Practical guide for training or fine tuning large language models

Imagine if you can connect to a friends computer and use that to speed up training of your model.

Training ML models is very expensive, and ML techniques require many iterations hence they require speed.

The Solution: Distributed Computing

Distributed training is a technique that allows you to train machine learning models using multiple computers. This can be useful when you have large datasets or models that are too computationally intensive to train on a single computer.

Changing is setting up the infrastructure to enable multiple computers to work together. One way to do this is to use a Common Internet File System (CIFS) to share data and resources between the computers.

To set up a CIFS, you can use a single script that is capable of running on multiple operating systems (OS). This script can be used to install the necessary software and configure the CIFS on each computer. For example, on a Linux computer, the script can install the CIFS utilities and configure the Samba server, while on a MacOS or Windows computer, the script can install the SMBFS or SAMBA command-line utilities and mount the shared directory.

Once the CIFS is set up, you can start the model training process on each computer. By starting the same training process on different computers, you can connect the various training processes and allow them to communicate with each other.

The various training processes communicate with each other using a process called message passing. This involves sending messages between the computers to exchange information about the model training, such as the gradients of the model parameters. The computers also discover each other using a process called process discovery. This involves identifying the other computers that are part of the distributed training process and determining how to communicate with them.

In summary, distributed training allows you to train machine learning models using multiple computers. By setting up a CIFS and starting the same training process on different computers, you can connect the various training processes and enable them to communicate and discover each other. This can be useful when you have large datasets or models that are too computationally intensive to train on a single computer.

How to start, stop training on the various computers?

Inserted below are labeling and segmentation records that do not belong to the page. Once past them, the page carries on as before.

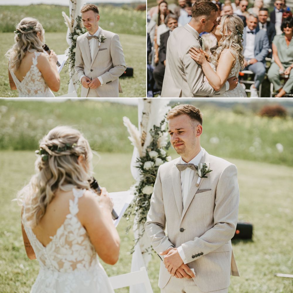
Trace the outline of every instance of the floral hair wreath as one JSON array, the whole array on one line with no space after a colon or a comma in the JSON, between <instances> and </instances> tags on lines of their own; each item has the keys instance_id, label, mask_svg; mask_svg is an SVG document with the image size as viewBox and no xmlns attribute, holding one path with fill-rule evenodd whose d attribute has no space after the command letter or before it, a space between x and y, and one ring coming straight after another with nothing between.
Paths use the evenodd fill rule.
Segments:
<instances>
[{"instance_id":1,"label":"floral hair wreath","mask_svg":"<svg viewBox=\"0 0 293 293\"><path fill-rule=\"evenodd\" d=\"M74 143L72 145L70 144L66 144L65 145L62 147L59 146L56 146L54 144L52 146L48 147L48 148L52 151L56 151L57 153L62 153L68 150L74 149L74 148L77 145L76 144ZM41 156L42 160L43 162L45 162L48 160L49 158L48 156L49 153L42 147L41 147L39 150L37 150L35 152L37 155Z\"/></svg>"},{"instance_id":2,"label":"floral hair wreath","mask_svg":"<svg viewBox=\"0 0 293 293\"><path fill-rule=\"evenodd\" d=\"M241 33L240 33L240 31L239 30L237 24L236 24L235 25L235 27L236 29L236 31L237 32L237 35L241 38L242 38L243 36L243 35Z\"/></svg>"},{"instance_id":3,"label":"floral hair wreath","mask_svg":"<svg viewBox=\"0 0 293 293\"><path fill-rule=\"evenodd\" d=\"M30 30L34 30L35 28L35 26L29 26L28 28L23 28L16 29L16 30L15 30L13 32L15 34L17 34L17 35L19 38L20 38L22 34L24 33L32 33L32 32L30 32Z\"/></svg>"}]
</instances>

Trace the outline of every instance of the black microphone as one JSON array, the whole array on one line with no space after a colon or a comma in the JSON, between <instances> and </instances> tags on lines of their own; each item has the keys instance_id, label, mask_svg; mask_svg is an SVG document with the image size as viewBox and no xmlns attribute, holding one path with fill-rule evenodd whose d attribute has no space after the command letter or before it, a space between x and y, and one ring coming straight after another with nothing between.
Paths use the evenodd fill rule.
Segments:
<instances>
[{"instance_id":1,"label":"black microphone","mask_svg":"<svg viewBox=\"0 0 293 293\"><path fill-rule=\"evenodd\" d=\"M98 195L100 195L101 190L98 184L98 181L93 177L92 178L91 180L89 180L89 185L91 188L94 190ZM112 219L113 220L117 220L118 219L118 215L114 210L114 209L112 210Z\"/></svg>"},{"instance_id":2,"label":"black microphone","mask_svg":"<svg viewBox=\"0 0 293 293\"><path fill-rule=\"evenodd\" d=\"M50 53L51 53L51 50L49 48L49 47L45 44L44 44L42 47L43 47L43 49L50 55ZM61 64L59 63L59 62L58 60L57 60L57 63L56 64L58 66L60 66L61 65Z\"/></svg>"}]
</instances>

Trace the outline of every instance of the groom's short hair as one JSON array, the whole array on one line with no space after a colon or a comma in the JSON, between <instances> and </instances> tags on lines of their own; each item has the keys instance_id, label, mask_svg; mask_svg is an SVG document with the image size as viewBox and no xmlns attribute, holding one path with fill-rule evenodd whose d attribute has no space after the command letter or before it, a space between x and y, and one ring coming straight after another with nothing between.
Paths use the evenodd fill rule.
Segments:
<instances>
[{"instance_id":1,"label":"groom's short hair","mask_svg":"<svg viewBox=\"0 0 293 293\"><path fill-rule=\"evenodd\" d=\"M201 0L195 2L191 8L193 18L205 16L208 18L214 11L217 12L218 7L214 3L209 0Z\"/></svg>"},{"instance_id":2,"label":"groom's short hair","mask_svg":"<svg viewBox=\"0 0 293 293\"><path fill-rule=\"evenodd\" d=\"M199 124L202 125L202 114L199 109L188 104L178 105L169 111L166 119L168 121L170 119L175 118L181 115L187 115L192 120L197 122L197 125Z\"/></svg>"},{"instance_id":3,"label":"groom's short hair","mask_svg":"<svg viewBox=\"0 0 293 293\"><path fill-rule=\"evenodd\" d=\"M94 4L86 4L85 5L84 5L82 7L80 13L83 13L84 12L86 12L89 10L92 10L95 13L99 14L99 8Z\"/></svg>"}]
</instances>

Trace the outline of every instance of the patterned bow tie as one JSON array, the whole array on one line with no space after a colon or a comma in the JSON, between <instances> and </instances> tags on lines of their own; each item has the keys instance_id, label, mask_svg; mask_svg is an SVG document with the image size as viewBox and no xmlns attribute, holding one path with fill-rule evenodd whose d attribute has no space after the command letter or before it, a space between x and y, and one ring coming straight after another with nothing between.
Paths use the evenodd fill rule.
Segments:
<instances>
[{"instance_id":1,"label":"patterned bow tie","mask_svg":"<svg viewBox=\"0 0 293 293\"><path fill-rule=\"evenodd\" d=\"M202 38L201 37L199 37L198 41L199 42L199 45L201 47L202 47Z\"/></svg>"},{"instance_id":2,"label":"patterned bow tie","mask_svg":"<svg viewBox=\"0 0 293 293\"><path fill-rule=\"evenodd\" d=\"M91 39L92 39L93 38L94 38L95 39L96 39L97 40L99 40L99 37L97 37L96 36L88 36L87 37L87 39L88 40L90 40Z\"/></svg>"},{"instance_id":3,"label":"patterned bow tie","mask_svg":"<svg viewBox=\"0 0 293 293\"><path fill-rule=\"evenodd\" d=\"M180 172L185 170L187 168L190 168L192 170L195 171L196 170L195 165L193 164L188 163L188 164L176 164L177 169Z\"/></svg>"}]
</instances>

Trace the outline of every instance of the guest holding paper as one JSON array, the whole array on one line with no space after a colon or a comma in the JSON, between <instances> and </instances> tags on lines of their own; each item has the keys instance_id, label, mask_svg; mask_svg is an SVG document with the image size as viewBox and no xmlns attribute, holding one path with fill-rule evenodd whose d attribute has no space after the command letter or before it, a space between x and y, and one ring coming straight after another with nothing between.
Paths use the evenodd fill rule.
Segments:
<instances>
[{"instance_id":1,"label":"guest holding paper","mask_svg":"<svg viewBox=\"0 0 293 293\"><path fill-rule=\"evenodd\" d=\"M99 196L91 190L88 142L78 130L59 126L36 153L36 174L18 195L26 251L40 265L31 293L114 293L98 255L114 264L120 239L106 189Z\"/></svg>"},{"instance_id":2,"label":"guest holding paper","mask_svg":"<svg viewBox=\"0 0 293 293\"><path fill-rule=\"evenodd\" d=\"M42 47L45 31L42 25L26 17L14 32L15 44L6 55L11 88L18 90L20 97L55 97L52 91L58 91L60 86L57 58L52 50L48 55Z\"/></svg>"}]
</instances>

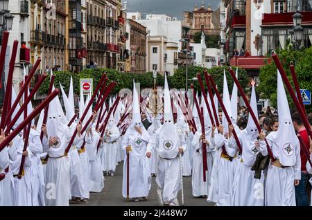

To start and stop model training on the computers connected to a Common Internet File System (CIFS) using PyTorch, you can use the following techniques:

Start training on all computers simultaneously: You can start training on all computers simultaneously by running the training script on each computer at the same time. This can be done manually by starting the script on each computer, or automatically using a tool like fabric or ansible.
Start training on one computer and then add more computers: You can start training on one computer and then add more computers to the training process as needed. To do this, you can use the torch.nn.DataParallel wrapper to parallelize the model training across the computers. You can then add more computers to the training process by adding them to the DataParallel wrapper. For example:

import torch

# Set the data directory to the mount point
data_dir = "/path/to/mount/point"

# Load the dataset
dataset = torch.utils.data.DatasetFolder(data_dir, ...)

# Set up the model and DataParallel wrapper with one computer
model = MyModel()
model = torch.nn.DataParallel(model, device_ids=[0])

# Use DataParallel to parallelize the model training
for input, target in dataset:
    output = model(input)
    loss = loss_fn(output, target)
    loss.backward()
    optimizer.step()

# Add more computers to the DataParallel wrapper
model = torch.nn.DataParallel(model, device_ids=[0, 1, 2])

This will allow you to start training on one computer and then add more computers to the training process as needed.

Stop training on one or more computers: To stop training on one or more computers, you can simply stop the training script on those computers.

Code that demonstrates and tests the CLIFS set up

To demonstrate and test the Common Internet File System (CIFS) set up, you can write a Python script that performs the following tasks:

Create a test file on one of the computers.
Check if the test file is accessible from the other computers.
Modify the test file on one of the computers.
Check if the modifications are reflected on the other computers.

Here is an example of a Python script that demonstrates and tests the CIFS set up:

import os

# Create a test file on one of the computers
with open("Z:/test.txt", "w") as f:
    f.write("This is a test file.")

# Check if the test file is accessible from the other computers
if os.path.exists("/path/to/mount/point/test.txt"):
    print("Test file is accessible from the other computers.")
else:
    print("Test file is not accessible from the other computers.")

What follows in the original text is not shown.